The least you can do is look at them for an hour or two of your life

  • headr00m [he/him]
    ·
    4 years ago

    Looked at it for an hour.

    Nothing in that portion was particularly surprising given what I knew about factory farms.

    I wonder if there will ever be a movement to change livestock practices on the pragmatic grounds of breeding plagues.

  • Dirt_Owl [comrade/them, they/them]
    ·
    4 years ago

    I don't eat it anymore but fuck, can we just get rid of meat products please? At least the horrid mass-produced abuse bourne shit? This shit hurts my everything.

    • PenisCunt [undecided]
      hexagon
      ·
      4 years ago

      I wish we could just get rid of the worst aspects of this, but growing animals really quickly and killing them when they're this young is the only way to realistically meet demand. And unfortunately grass fed or "free range" animals use more land and resources. If hypoethically we could make the process 10% less cruel, but it would require even more subsidies, I'm not sure I'd be for that either.

      • Dirt_Owl [comrade/them, they/them]
        ·
        edit-2
        4 years ago

        Just don't meet demand then. Fuck meat and the meat industry. If you can't make a thing without insane amounts of cruelty and unsustainable environmental damage then we shouldn't get to have it.

  • Straight_Depth [they/them]
    ·
    4 years ago

    Watched it. I wonder if there's some overlap between the people who work in these farms and prisons or ICE detention camps.

    • PenisCunt [undecided]
      hexagon
      ·
      4 years ago

      The ones who deliberately beat pigs or throw chickens around for fun, yeah definitely. But I've read about the experience of some other slaughterhouse workers, in general they are poorer and have no other decent job options in their shitty small town. The main requirement is mentally detaching yourself from reality, which some people can do temporarily, but most of of them get some ptsd, some become alcoholics, or more violent, etc, so it's not as black and white as someone who wanted to be a cop their whole life. Maybe the worst animal abusers in this video are coping in the most fucked up way possible, I'm not a psychologist.

      • Straight_Depth [they/them]
        ·
        4 years ago

        I do wonder how we could even go about dismantling the industry as a whole.

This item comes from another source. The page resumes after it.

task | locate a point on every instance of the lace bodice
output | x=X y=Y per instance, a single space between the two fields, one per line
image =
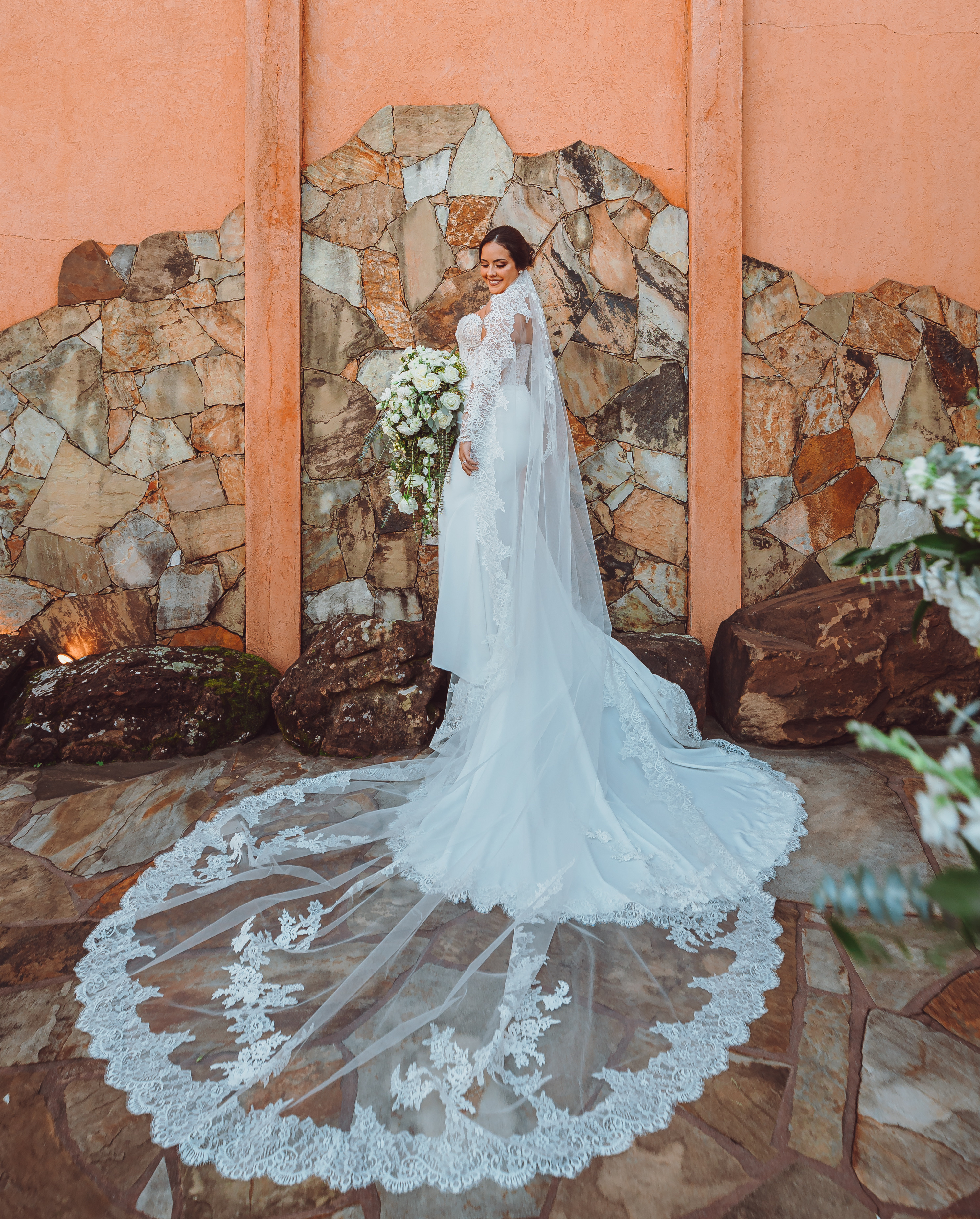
x=482 y=354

It's certainly not feasible under standard capitalism, and seeing how it's a global phenomenon meat and other animal products will just get pulled from another place, not to mention the loss of jobs caused by forcible closure of such industriues.

        The most depressing part is that these Australian farms and slaughterhouses, horrific as they appear, are comparatively some of the nicest and most humane compared to the rest of the world, especially the global south or in countries with fewer restrictions. The bar is just that low. A lot like climate disaster, seeing how the sausage is made really makes the entire experience feel hopeless and powerless, seeing as almost everything contributes, directly or otherwise, to it.

        • CptKrkIsClmbngThMntn [any]
          ·
          4 years ago

          This is one of the undersold elements of cutting out animal products - even if you don't believe you're making a difference (individual action or whatever), it really does make you feel better about your place in the world. You're never going to get it perfect but exercising the choice can be liberating. Same with being a politically active communist; it feels good to feel like you're doing something and that's a strategic asset.